An hour later, the young woman who won the NCAA 400m title last June with a national record of 49.20 – a result which prompted her to skip her final year at the University of Texas and turn professional – lowered another of her records, improving her 200m best from 22.52 to 22.49.
Exciting form in any year. More so in the Olympic year. The blue touch paper has been lit – or perhaps, in the case of this Dublin-born product of Nigerian parents Ade and Prince, it should be green touch paper.
Athletics followers back in her home country are already getting into what you might call pre-subrational mode, anticipating a final burst of achievement in the French capital this summer.
All the anticipation and interest generated by Adeleke’s participation in last year’s World Athletics Championships in Budapest is about to be seen and raised in the Emerald Isle.
In Budapest, Adeleke, gamely extending a season that had already peaked for the NCAA Championships, missed a medal by one place in her specialist event of 400 metres.
But Irish eyes were smiling, and Irish fans were posting. Never mind, next year, that’s the one…
All over the world, similar hopes are rising as the sport looks forward to what will be – thanks to the vicissitudes of COVID – its fourth successive global gathering.
In 2024, all tracks lead to Paris.
A similar phenomenon is already occurring in Britain following the national indoor 300m record of 36.77 set at the same Albuquerque meeting by the 2019 world 200m champion Dina Asher-Smith, who took 0.03 off her previous mark.
Since winning her first – and so far only – global title in Doha four years ago, Asher-Smith has had her track progress undermined by injuries.
Her spirit and talent have kept her in the mix. But at 28, perhaps she is looking to the 400 metres as a future area of contention? Maybe even Olympic contention?
Comments online in response to an Athletics Weekly post indicate the way some British fans are already thinking.
Steve Cross commented: “I always wondered what she could do over 400.”
Paul Morris implored: “Please don’t break Kathy Cook’s record.”
Meanwhile, the women’s 400 metres scene is prompting fevered speculation in another part of the athletics forest as US fans attempt to forecast the path that may be taken this year by the enigmatic Sydney McLaughlin-Levrone.
Last year, this athletics phenomenon switched her focus from the 400m hurdles to the 400m flat with dizzying results, setting a personal best of 48.74, making her the tenth fastest of all time, before scratching from the World Championships because of a knee injury.
The Tokyo 2020 champion’s 400m flourish took place on the same Eugene track where a year earlier, she had reduced her own world 400m hurdles record to a mind-blowing 50.68 to secure a first world title.
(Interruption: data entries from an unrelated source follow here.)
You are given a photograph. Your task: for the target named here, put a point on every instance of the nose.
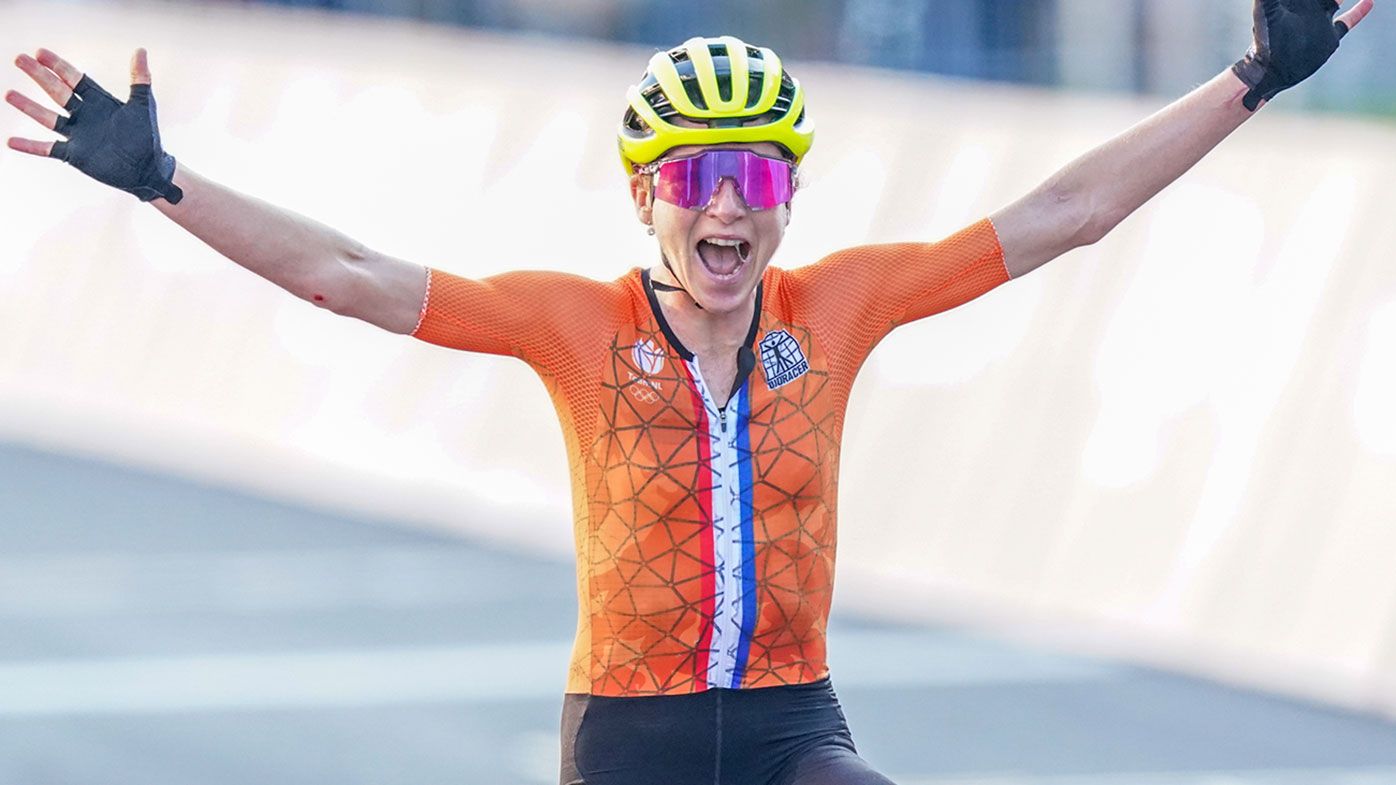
(726, 203)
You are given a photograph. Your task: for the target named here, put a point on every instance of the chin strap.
(663, 287)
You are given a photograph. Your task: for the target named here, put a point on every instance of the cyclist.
(702, 398)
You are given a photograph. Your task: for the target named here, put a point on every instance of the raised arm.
(119, 144)
(1090, 196)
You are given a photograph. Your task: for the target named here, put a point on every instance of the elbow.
(331, 284)
(1097, 224)
(1081, 217)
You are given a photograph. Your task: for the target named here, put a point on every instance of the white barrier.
(1178, 444)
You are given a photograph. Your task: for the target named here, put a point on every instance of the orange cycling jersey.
(705, 532)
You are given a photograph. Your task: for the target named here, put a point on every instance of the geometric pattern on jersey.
(705, 534)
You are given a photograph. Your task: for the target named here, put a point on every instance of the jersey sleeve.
(855, 296)
(543, 319)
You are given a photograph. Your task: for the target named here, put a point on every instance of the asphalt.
(155, 630)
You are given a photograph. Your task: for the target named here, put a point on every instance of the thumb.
(140, 69)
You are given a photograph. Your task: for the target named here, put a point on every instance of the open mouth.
(723, 257)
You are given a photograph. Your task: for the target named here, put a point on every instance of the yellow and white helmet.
(732, 91)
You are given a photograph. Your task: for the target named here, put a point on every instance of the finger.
(1353, 16)
(45, 118)
(140, 67)
(62, 67)
(48, 80)
(31, 147)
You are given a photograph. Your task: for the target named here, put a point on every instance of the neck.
(701, 330)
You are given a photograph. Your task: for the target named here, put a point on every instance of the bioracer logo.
(782, 359)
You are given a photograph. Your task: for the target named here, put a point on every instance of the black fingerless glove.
(1293, 38)
(116, 143)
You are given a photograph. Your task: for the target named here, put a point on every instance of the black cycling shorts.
(792, 735)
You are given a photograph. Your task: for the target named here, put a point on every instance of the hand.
(110, 141)
(1293, 38)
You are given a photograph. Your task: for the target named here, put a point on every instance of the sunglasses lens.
(693, 182)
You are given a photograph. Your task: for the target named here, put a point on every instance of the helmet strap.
(663, 287)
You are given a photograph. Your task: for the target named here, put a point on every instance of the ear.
(641, 193)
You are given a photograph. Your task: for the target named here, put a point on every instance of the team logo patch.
(648, 358)
(782, 358)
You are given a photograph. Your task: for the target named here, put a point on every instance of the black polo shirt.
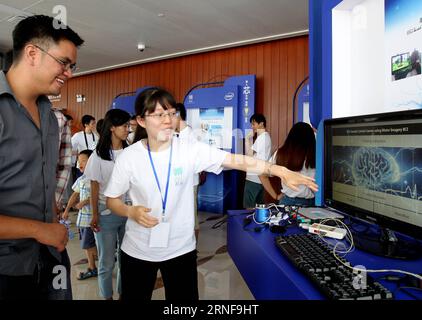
(28, 159)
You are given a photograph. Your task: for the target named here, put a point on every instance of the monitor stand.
(386, 243)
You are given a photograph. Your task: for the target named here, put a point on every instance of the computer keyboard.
(336, 281)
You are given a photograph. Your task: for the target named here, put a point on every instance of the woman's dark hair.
(148, 99)
(86, 119)
(113, 118)
(99, 126)
(259, 118)
(298, 149)
(147, 102)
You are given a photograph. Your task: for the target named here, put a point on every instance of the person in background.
(257, 145)
(133, 126)
(64, 165)
(158, 174)
(109, 228)
(99, 126)
(85, 139)
(81, 200)
(32, 243)
(297, 154)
Will the 24-year-old from New Jersey defend her Olympic title this year, thus facing once again the challenge of the Dutch marvel Femke Bol, who won the world title in her absence in Budapest and also broke the longstanding world indoor 400m record last year?
Lip-smacking.
Or might she stick to the flat – thus putting herself on a collision course with the double Olympic champion Shaunae Miller-Uibo, who competed at the World Championships shortly after giving birth and who will have been building back to her top form since?
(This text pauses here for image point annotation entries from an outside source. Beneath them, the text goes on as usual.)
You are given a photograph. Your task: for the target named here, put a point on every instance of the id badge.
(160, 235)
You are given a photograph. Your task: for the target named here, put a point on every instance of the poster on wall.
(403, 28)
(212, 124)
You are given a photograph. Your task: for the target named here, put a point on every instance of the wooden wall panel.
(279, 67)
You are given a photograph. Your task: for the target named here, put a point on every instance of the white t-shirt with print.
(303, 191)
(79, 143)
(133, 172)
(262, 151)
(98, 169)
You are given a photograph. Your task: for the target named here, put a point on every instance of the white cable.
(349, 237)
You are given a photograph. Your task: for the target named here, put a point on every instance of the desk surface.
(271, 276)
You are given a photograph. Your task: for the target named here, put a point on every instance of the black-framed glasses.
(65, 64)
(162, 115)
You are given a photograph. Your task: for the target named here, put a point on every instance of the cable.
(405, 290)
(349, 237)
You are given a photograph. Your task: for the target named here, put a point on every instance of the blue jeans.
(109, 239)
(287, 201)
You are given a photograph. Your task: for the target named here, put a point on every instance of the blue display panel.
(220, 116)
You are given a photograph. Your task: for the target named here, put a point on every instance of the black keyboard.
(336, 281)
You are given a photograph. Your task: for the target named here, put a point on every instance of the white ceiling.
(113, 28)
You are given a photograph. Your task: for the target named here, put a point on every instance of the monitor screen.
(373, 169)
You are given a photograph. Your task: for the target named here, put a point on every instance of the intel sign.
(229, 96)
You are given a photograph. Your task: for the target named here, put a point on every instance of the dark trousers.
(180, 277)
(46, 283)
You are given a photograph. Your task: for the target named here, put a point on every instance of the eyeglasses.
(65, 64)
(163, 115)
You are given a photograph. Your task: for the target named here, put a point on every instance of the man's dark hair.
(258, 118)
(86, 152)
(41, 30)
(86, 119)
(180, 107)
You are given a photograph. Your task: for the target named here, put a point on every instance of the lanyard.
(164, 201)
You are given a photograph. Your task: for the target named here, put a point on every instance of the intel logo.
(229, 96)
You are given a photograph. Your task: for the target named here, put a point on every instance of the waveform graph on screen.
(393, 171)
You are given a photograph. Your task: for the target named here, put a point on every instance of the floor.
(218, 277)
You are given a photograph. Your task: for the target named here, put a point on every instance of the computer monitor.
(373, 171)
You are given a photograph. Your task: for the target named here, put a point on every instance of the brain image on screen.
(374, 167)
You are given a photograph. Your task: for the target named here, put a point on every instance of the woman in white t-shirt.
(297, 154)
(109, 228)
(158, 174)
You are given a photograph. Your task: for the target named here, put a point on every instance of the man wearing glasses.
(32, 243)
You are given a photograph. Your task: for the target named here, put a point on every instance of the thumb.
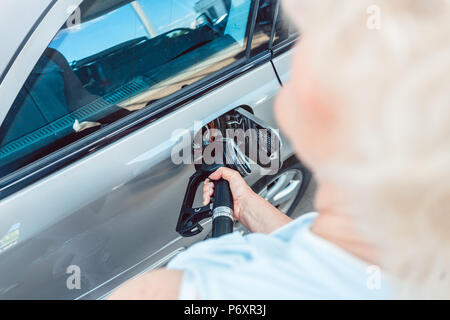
(232, 176)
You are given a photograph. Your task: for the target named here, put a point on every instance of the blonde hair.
(388, 62)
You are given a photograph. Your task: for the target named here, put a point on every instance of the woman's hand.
(254, 212)
(240, 190)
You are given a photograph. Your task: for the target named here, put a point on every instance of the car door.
(89, 194)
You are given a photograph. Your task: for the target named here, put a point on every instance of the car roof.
(17, 19)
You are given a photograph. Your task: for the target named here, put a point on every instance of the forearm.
(260, 216)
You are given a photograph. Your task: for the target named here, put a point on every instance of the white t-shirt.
(290, 263)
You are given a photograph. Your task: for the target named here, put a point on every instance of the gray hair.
(388, 62)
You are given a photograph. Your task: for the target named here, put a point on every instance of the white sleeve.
(188, 291)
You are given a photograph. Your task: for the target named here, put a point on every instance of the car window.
(263, 26)
(284, 29)
(119, 57)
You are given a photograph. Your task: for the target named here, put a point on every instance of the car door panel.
(116, 208)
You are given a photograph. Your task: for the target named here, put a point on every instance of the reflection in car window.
(121, 57)
(284, 29)
(263, 26)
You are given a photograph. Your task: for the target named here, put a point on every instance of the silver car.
(91, 92)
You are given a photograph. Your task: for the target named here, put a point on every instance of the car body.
(101, 201)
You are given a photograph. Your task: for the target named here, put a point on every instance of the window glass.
(284, 29)
(263, 26)
(120, 57)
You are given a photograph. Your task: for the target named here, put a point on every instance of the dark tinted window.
(122, 56)
(263, 26)
(284, 29)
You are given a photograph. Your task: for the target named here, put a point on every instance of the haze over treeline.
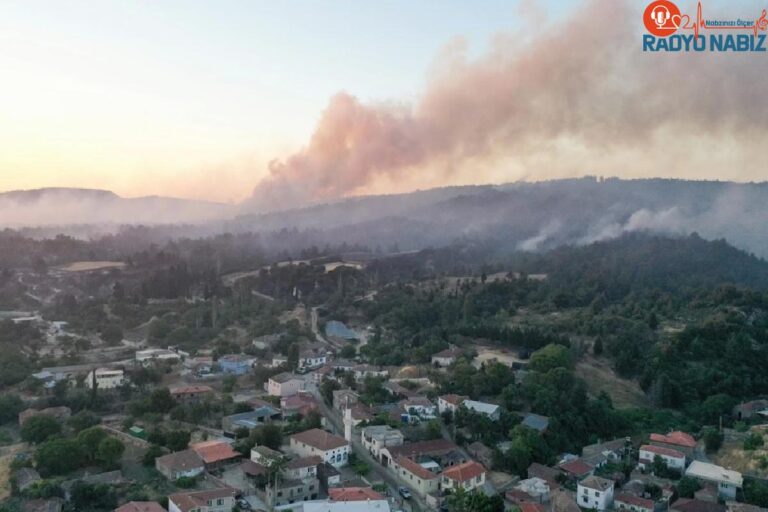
(515, 217)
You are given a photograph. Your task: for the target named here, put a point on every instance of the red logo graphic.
(662, 18)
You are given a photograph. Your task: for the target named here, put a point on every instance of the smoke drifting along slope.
(555, 100)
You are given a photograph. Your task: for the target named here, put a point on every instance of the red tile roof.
(215, 451)
(140, 506)
(577, 467)
(464, 472)
(677, 438)
(354, 494)
(304, 462)
(187, 501)
(415, 468)
(631, 499)
(188, 390)
(433, 447)
(661, 450)
(320, 439)
(531, 507)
Adeleke and, perhaps, Asher-Smith could be added to that prospect along with the Dominican Republic’s world champion, Marileidy Paulino.
Mouth-watering.
Meanwhile, World Athletics has posted on its X feed a fantasy women’s 600-metre line-up comprising McLaughlin Levrone, Bol, Athing Mu, Keely Hodgkinson and Mary Moraa.
What a race that would be, involving the three latter athletes who have recently energised the 800 metres to new levels with their intense and dramatic rivalry.
Of course, there is still time for McLaughlin-Levrone to surprise us all again by announcing she will seek both titles in Paris – as well as the 100m hurdles. (Personal best 12.65 in 2021…).
Already, it’s heady….
Author
Mike Rowbottom covered the last three Olympic Games as chief feature writer for insidethegames, and the previous five for The Independent in London. He has worked for the Daily Mail, The Times, The Observer and The Guardian.